I only used a handful of tools – a drill with bits, a miter saw to ensure precise cuts for the butt joints, and the three DEWALT clamps. I scribbled out measurements on scrap paper and then selected wood that I thought would work the best. I made a few mistakes with cutting the posts and adjusted the length of the bench to accommodate for the error. In the end, the most crucial tool was the clamps, which allowed me to hold the bench together, drill the holes for the bolts, and then assemble it by myself.
After constructing the frame, I looked at the wood left and pondered how to make a benchtop. The remaining boards had lots of knots, so I resigned myself to the fact that I would probably have to buy wood for the top, but the principle of that thought gnawed at me. I wanted to make the entire bench from found wood, so I kept putting off a trip to the lumber yard.

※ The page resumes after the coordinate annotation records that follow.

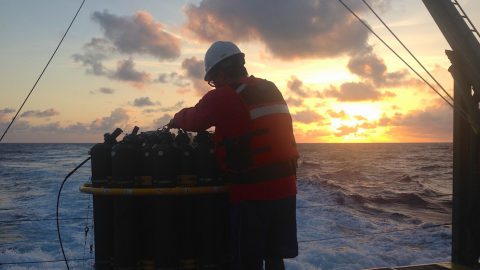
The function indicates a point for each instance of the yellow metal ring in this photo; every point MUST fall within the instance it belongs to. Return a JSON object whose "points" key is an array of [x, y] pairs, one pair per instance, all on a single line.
{"points": [[154, 191]]}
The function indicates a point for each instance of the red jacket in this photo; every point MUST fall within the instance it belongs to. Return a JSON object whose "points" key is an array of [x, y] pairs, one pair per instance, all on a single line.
{"points": [[254, 140]]}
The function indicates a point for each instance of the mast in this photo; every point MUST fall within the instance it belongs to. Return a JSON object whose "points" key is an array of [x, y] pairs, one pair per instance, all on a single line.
{"points": [[465, 69]]}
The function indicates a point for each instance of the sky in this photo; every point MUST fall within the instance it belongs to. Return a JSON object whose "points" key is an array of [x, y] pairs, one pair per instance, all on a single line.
{"points": [[127, 63]]}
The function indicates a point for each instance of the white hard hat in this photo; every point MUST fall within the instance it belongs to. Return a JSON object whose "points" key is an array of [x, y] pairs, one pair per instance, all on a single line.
{"points": [[218, 51]]}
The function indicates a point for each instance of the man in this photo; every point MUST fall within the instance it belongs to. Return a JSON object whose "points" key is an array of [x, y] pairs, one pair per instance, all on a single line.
{"points": [[256, 149]]}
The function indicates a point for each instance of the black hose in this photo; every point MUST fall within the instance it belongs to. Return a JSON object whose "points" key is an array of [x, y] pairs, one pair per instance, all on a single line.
{"points": [[58, 203]]}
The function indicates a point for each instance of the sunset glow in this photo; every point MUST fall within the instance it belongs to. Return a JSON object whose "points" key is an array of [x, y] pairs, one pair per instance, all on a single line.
{"points": [[127, 64]]}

My friend David, who knew about my workbench project, called me early one morning and said that he had just found a maple butcher block table in a neighbor’s trash. I hurried over to his house, and I saw him standing by it. While he waited for me to arrive, he had politely prevented two other people from taking it. The table top’s measurements were 24 x 48 inches – precisely the size I needed for my workbench.

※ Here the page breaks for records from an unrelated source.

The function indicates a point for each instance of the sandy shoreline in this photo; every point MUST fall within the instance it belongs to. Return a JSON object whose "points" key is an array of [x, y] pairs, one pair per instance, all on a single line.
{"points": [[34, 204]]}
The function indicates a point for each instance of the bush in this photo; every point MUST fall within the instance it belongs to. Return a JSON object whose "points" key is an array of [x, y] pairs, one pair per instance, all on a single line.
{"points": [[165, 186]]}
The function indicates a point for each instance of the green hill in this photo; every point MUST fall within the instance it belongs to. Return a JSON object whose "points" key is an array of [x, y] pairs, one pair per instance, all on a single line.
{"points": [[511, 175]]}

The total cost for my workbench was about $40.00 for the bolts, nuts, and washers that I bought at my local hardware store. I started boasting a bit about my good fortune. I was proud of my resourcefulness, frugality and that I save a lot of lumber from going to the landfill. And the cherry on the sundae was undoubtedly finding the butcher block top that was the perfect dimensions and free. Everything had been so perfect, and then, as I was enthusiastically securing the top to the frame to finish the project, my driver bit torqued a tiny fragment of metal from an old screw that I was using and flung it into my eye. Of course, I wasn’t wearing safety glasses!
In a fraction of a moment, all of my pride dimmed into deep disappointment with myself. As the blood began to pool in my eye, I anxiously talked to a nurse on the phone, hoping that I wouldn’t have to go to the hospital. Still, after so many months of deliberately social distancing myself and staying home to be safe, I knew I would have to go to the busiest hospital in my city and have someone put their fingers near my eye. I was a fool! Yet a fortunate one because after examining my eye, the doctor later told me that it was just a scratch and didn’t require surgery. Lesson learned! Wear your safety glasses, especially during a pandemic.
As a wooden spoon carver, I loved the idea that I could work with wood without many tools or a workshop. However, after making the bookcase early in the pandemic and seeing it filled with my books, I realized how satisfying it was to make simple furniture for my home. To continue to make furniture, I needed a flat, sturdy space where I could assemble, chisel, plane, or saw in a safe, efficient, and reliable way.
Yes, I would love a beautiful Nicholson or Roubo workbench made with precise joinery from Southern yellow pine and complete with holdfasts and multiple vices. But that is not who I am as a woodworker. I’m far from fancy. I’m just a cobbler who finds satisfaction in fabricating simple, functional furniture from found lumber. My designs and skills were based mostly on guesswork. My workbench seems to be rock solid, but who knows how long it will last – a question that I often wondered about my own life during the past year. The lessons that I’ve personally learned living through the Covid-19 pandemic are to focus more on the present, be creative within the constraints that come my way, and be grateful for what you can find and use in your life journey.